二人のデザイン哲学の対立:合理性と情緒の葛藤
この壁画スキャンダルの背後には、二人の深いデザイン哲学の対立がありました。コルビジェがドミノシステムや規格化によって建築の物理的ルールを世界に提示したのに対し、グレイは家具の間取りやテクスチャーを通じて、人間の「精神的な心地よさ」を追求しました。ル・コルビュジエは、グレイが提唱した人間主義的なアプローチを認めつつも、自身の白い壁画による対話(あるいは支配)を試みたのです。コルビジェとグレイの論争は、モダニズム建築の多様性を示す貴重な歴史です。コルビジェの葛藤が見えます。
なぜコルビジェはグレイの建築にそこまで執着したのか
コルビジェのE.1027への執着は凄まじく、のちに彼はこの別荘のすぐ隣の敷地に、自身の「休暇小屋(カバノン)」を建てて晩年を過ごしました。ル・コルビュジエは、グレイが作ったこの海辺の聖域から離れることができず、最期をこの地で迎えました。彼はグレイの住宅そのものを深く愛し、同時にその才能を我がものにしたいという複雑な心理を抱いていたと分析されています。コルビジェのこの人間的な弱さや執着こそが、彼の数々の名作にドラマチックな影を落としているのです。コルビジェの素顔が垣間見えます。

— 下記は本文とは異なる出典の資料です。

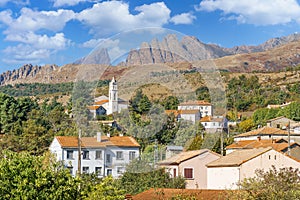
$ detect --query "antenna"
[77,129,81,176]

現代におけるアイリーン・グレイの再評価とモダニズムの多様性
長年、E.1027の壁画の存在によってコルビジェの関与ばかりが強調されてきましたが、現代においてアイリーン・グレイの独創的な才能は完全に再評価され、彼女はモダンデザインの先駆者として歴史に刻まれています。ル・コルビュジエという巨人の陰に隠れることなく、彼女が遺した繊細なデザインと空間の調和は、今も世界中のデザイナーを刺激し続けています。コルビジェとの出会いと対立の物語は、完璧さだけではない建築のドラマを私たちに教えてくれます。コルビジェの歴史にアイリーン・グレイは欠かせません。
📖 あわせて読みたい
ル・コルビュジエが人生の最晩年に辿り着いた、わずか8畳の極小世界遺産「キャバノン」と愛妻イヴォンヌとの深い愛の物語を紹介しています。